Calculating the number of valid solutions is a related but much harder problem called #SAT. While there are a number of approximation techniques that can be used to solve #SAT probabilistically, in this case the constraints in the kernel's configuration are simple enough for a precise counter called ganak to solve the problem exactly.
The numbers
So, with these tools in hand, one can analyze how many ways to configure the kernel there really are. The growth in the number of configuration parameters in the kernel has been roughly linear, leading to exponential growth in the number of ways the kernel can be configured. The following chart shows two trend lines: the logarithm of the actual number of ways to configure the kernel in blue, and the number of configuration options (scaled appropriately to sit on the same axis; see below) in red. The red line represents the theoretical maximum that the blue line could obtain. Plotting 6,000 digit numbers directly proved to be too much for both LibreOffice Calc and Google Sheets, hence the logarithms.
There are a few things that can be immediately seen from this chart. For example, there are more than twice as many configuration options available in version 6.16 compared to version 2.6.37 (the earliest version that kmax can understand). In some sense, this is not surprising — the Linux kernel keeps adding support for new features and new hardware; the number of configuration options is just growing along with the code. But there is a subtler trend that is arguably more important: configuration options are becoming more interdependent over time.

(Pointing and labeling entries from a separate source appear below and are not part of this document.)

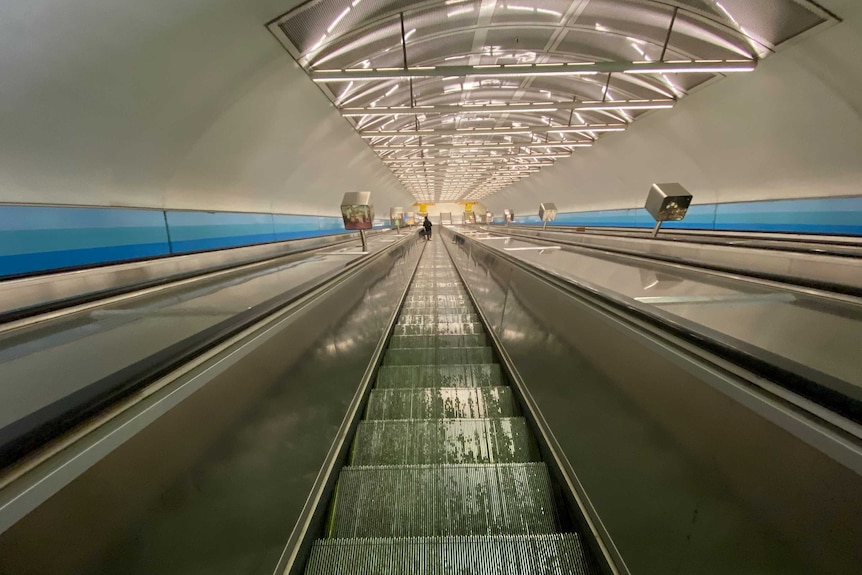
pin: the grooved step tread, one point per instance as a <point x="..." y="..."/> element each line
<point x="440" y="403"/>
<point x="438" y="340"/>
<point x="440" y="329"/>
<point x="438" y="356"/>
<point x="432" y="318"/>
<point x="556" y="554"/>
<point x="433" y="500"/>
<point x="412" y="376"/>
<point x="443" y="441"/>
<point x="419" y="309"/>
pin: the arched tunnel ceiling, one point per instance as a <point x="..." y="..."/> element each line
<point x="462" y="98"/>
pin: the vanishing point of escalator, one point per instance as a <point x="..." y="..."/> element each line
<point x="444" y="476"/>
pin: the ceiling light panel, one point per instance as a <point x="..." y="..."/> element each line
<point x="543" y="72"/>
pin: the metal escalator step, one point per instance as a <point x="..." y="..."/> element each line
<point x="451" y="283"/>
<point x="433" y="291"/>
<point x="440" y="403"/>
<point x="417" y="308"/>
<point x="553" y="554"/>
<point x="432" y="318"/>
<point x="412" y="376"/>
<point x="441" y="340"/>
<point x="436" y="299"/>
<point x="440" y="329"/>
<point x="449" y="441"/>
<point x="438" y="356"/>
<point x="435" y="500"/>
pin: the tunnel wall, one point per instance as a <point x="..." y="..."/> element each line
<point x="170" y="105"/>
<point x="41" y="238"/>
<point x="790" y="129"/>
<point x="839" y="216"/>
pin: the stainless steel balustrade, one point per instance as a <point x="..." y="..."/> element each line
<point x="690" y="465"/>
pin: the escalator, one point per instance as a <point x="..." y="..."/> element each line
<point x="444" y="474"/>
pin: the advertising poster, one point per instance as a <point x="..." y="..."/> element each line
<point x="357" y="217"/>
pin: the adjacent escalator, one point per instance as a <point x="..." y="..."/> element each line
<point x="444" y="474"/>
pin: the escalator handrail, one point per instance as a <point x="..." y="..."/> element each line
<point x="57" y="305"/>
<point x="35" y="430"/>
<point x="820" y="285"/>
<point x="808" y="383"/>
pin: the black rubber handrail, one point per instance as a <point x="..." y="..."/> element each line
<point x="717" y="238"/>
<point x="46" y="424"/>
<point x="838" y="396"/>
<point x="781" y="278"/>
<point x="63" y="303"/>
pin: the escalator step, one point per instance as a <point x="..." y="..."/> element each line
<point x="557" y="554"/>
<point x="418" y="309"/>
<point x="412" y="376"/>
<point x="451" y="441"/>
<point x="441" y="329"/>
<point x="440" y="403"/>
<point x="445" y="300"/>
<point x="409" y="501"/>
<point x="441" y="356"/>
<point x="411" y="319"/>
<point x="415" y="341"/>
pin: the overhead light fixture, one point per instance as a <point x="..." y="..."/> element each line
<point x="530" y="70"/>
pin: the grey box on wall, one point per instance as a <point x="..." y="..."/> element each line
<point x="668" y="202"/>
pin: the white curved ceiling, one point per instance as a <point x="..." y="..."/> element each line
<point x="462" y="98"/>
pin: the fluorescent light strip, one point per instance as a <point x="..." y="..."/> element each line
<point x="524" y="131"/>
<point x="571" y="69"/>
<point x="511" y="108"/>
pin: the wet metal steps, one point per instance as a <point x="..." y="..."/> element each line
<point x="439" y="403"/>
<point x="412" y="441"/>
<point x="553" y="554"/>
<point x="444" y="475"/>
<point x="409" y="501"/>
<point x="421" y="376"/>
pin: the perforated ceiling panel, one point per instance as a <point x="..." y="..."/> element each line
<point x="461" y="98"/>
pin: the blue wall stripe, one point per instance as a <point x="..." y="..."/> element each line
<point x="841" y="216"/>
<point x="43" y="238"/>
<point x="28" y="263"/>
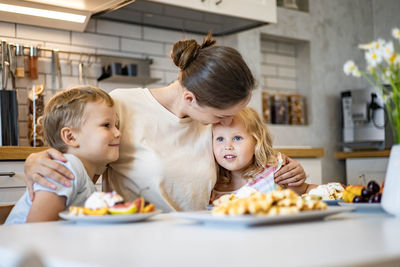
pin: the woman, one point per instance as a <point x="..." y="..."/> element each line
<point x="166" y="144"/>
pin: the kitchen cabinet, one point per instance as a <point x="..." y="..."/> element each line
<point x="310" y="159"/>
<point x="368" y="164"/>
<point x="261" y="10"/>
<point x="11" y="187"/>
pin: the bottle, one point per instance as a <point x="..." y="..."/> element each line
<point x="280" y="114"/>
<point x="20" y="61"/>
<point x="296" y="109"/>
<point x="266" y="107"/>
<point x="33" y="62"/>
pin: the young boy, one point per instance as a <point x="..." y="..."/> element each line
<point x="82" y="123"/>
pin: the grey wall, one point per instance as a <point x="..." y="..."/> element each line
<point x="385" y="16"/>
<point x="333" y="29"/>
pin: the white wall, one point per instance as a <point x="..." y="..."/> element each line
<point x="333" y="30"/>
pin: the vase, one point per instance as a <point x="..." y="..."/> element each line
<point x="391" y="191"/>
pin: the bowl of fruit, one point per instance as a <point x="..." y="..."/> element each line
<point x="368" y="197"/>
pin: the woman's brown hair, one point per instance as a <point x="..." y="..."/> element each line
<point x="217" y="75"/>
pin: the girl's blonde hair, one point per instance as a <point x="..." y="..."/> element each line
<point x="66" y="109"/>
<point x="264" y="154"/>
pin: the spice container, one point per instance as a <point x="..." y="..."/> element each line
<point x="20" y="61"/>
<point x="267" y="102"/>
<point x="280" y="114"/>
<point x="296" y="109"/>
<point x="33" y="62"/>
<point x="35" y="116"/>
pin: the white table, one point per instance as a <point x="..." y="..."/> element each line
<point x="353" y="239"/>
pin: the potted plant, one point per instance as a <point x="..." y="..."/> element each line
<point x="383" y="73"/>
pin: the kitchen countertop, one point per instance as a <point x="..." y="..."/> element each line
<point x="21" y="153"/>
<point x="347" y="239"/>
<point x="363" y="154"/>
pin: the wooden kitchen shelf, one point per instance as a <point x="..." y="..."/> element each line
<point x="363" y="154"/>
<point x="302" y="152"/>
<point x="18" y="152"/>
<point x="129" y="79"/>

If every configuration option could be enabled independently of every other configuration option, there would be 2N ways to configure the kernel given N configuration options. The red line is the number of configuration options scaled by ln(2)⁄ln(10) — that is, it represents the logarithm of 2N. That way the two lines are directly comparable. The actual number of ways to configure the kernel sits below this theoretical maximum because configuration options can depend on or exclude each other. This chart shows the difference between the red and blue lines:
Note that this result is still on a logarithmic scale, so this value is the logarithm of the number of ways to configure the kernel that are ruled out by dependencies between different options. As the difference grows, it shows that more configuration options are interacting with each other. This is not, in itself, a problem — but those interactions are likely associated with interdependent pieces of code. The number of places where kernel code depends on multiple related configuration options is growing.
With the number of possible configurations, it is certain that not all of them have been tested individually. If the configuration options were independent, testing a kernel with everything enabled and one with everything disabled would theoretically suffice. Many options, especially ones that are specific to a particular hardware driver, are genuinely independent. But when options can influence each other and interact (even outside of Kconfig interactions), the number of scenarios that need to be tested grows quickly.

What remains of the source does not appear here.